Setiap karya sastra pasti mempunyai nilai tersendiri, entah disadari ataupun
tidak. Terlebih lagi puisi sekelas puisi Taufiq Ismail pasti mempunyai nilai
tersendiri. Taufik Ismail ingin menyampaikan nilai yang sebenarnya sudah
ditanamkan pada rakyat Indonesia, namun nilai ini nampaknya sedikit terabaikan
di masyarakat. Membaca puisi ini pasti akan teringat dengan seruan Bung Karno
yang berbunyi “JAS MERAH” atau jangan sekali-kali melupakan sejarah. Nampaknya
nilai itu yang terdapat dalam puisi ini.
Puisi
adalah salah satu karya sastra yang indah. Keindahan puisi dapat dinikmati oleh
siapapun, tak terkecuali “orang yang buta sastra” atau orang yang tidak
mengetahui bahkan kurang menyukai sastra, harusnya seperti itulah sastra
diterima. Namun kenyataan tidak bisa dihindari, banyak orang takut membaca
karya sastra puisi sebab mereka takut untuk mencerna atau memakanai puisi.

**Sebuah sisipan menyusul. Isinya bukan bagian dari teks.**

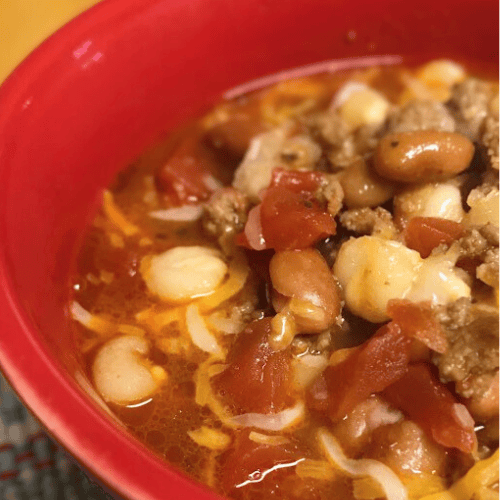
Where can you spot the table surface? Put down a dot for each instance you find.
(24, 24)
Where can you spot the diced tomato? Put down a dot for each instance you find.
(426, 233)
(431, 405)
(257, 379)
(183, 176)
(417, 320)
(317, 396)
(251, 462)
(291, 221)
(378, 363)
(296, 180)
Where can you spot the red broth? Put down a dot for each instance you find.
(257, 328)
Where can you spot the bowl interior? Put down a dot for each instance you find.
(99, 92)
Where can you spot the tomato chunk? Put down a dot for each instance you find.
(431, 405)
(426, 233)
(296, 180)
(183, 177)
(291, 221)
(417, 320)
(257, 379)
(377, 364)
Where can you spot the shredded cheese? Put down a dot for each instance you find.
(200, 334)
(272, 421)
(480, 477)
(91, 321)
(316, 469)
(390, 483)
(210, 438)
(257, 437)
(116, 216)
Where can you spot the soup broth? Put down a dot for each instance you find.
(296, 295)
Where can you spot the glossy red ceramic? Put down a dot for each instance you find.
(100, 91)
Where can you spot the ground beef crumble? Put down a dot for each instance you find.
(472, 358)
(368, 221)
(422, 115)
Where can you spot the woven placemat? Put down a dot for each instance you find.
(32, 465)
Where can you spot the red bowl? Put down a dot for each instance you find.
(100, 91)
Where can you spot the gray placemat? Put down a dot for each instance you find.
(33, 466)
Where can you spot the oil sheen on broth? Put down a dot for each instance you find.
(296, 296)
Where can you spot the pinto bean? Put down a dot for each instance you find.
(364, 188)
(422, 156)
(304, 278)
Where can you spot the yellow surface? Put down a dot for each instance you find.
(24, 24)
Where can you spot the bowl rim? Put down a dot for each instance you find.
(143, 474)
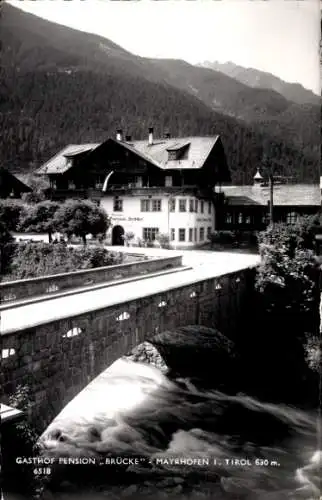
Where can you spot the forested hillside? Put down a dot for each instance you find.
(61, 86)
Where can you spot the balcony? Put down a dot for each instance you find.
(132, 189)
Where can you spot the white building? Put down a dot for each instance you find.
(153, 189)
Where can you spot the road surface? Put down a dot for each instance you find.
(205, 265)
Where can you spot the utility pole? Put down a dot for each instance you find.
(271, 199)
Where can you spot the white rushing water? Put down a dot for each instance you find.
(190, 443)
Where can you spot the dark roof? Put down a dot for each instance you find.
(284, 195)
(59, 164)
(198, 152)
(198, 149)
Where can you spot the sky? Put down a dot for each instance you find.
(281, 37)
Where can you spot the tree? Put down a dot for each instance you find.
(39, 218)
(6, 247)
(10, 213)
(288, 308)
(79, 218)
(39, 185)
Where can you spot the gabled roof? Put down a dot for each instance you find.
(283, 195)
(7, 178)
(58, 164)
(198, 151)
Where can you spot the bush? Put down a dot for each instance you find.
(19, 439)
(164, 240)
(10, 213)
(30, 260)
(221, 237)
(288, 292)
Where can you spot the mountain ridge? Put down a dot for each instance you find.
(70, 86)
(263, 79)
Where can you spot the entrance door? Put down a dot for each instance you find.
(118, 235)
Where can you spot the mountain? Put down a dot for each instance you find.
(64, 86)
(262, 80)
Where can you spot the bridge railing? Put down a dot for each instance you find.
(12, 291)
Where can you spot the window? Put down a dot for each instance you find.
(118, 205)
(138, 181)
(291, 218)
(182, 205)
(150, 233)
(145, 205)
(182, 234)
(156, 205)
(168, 180)
(172, 205)
(172, 155)
(229, 218)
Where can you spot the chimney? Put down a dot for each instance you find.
(150, 136)
(119, 134)
(257, 179)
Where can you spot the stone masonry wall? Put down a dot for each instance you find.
(57, 366)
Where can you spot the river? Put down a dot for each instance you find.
(174, 439)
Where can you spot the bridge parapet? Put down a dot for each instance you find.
(46, 285)
(57, 359)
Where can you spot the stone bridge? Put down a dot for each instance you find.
(56, 347)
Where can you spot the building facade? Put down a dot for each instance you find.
(152, 189)
(247, 208)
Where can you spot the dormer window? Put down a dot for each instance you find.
(177, 150)
(168, 180)
(172, 155)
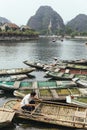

Alamiah memang, orang tidak ingin berpikir keras hanya untuk sebuah karya
sastra. Tapi sebenarnya ada banyak ruang istimewa dalam puisi yang bisa
dimaknai, tidak sekedar hanya dinikmati. Puisi Buku Tamu Musium Perjuangan
karya Taufiq Ismail ini hendaknya bisa dinikmati bahkan dimaknai.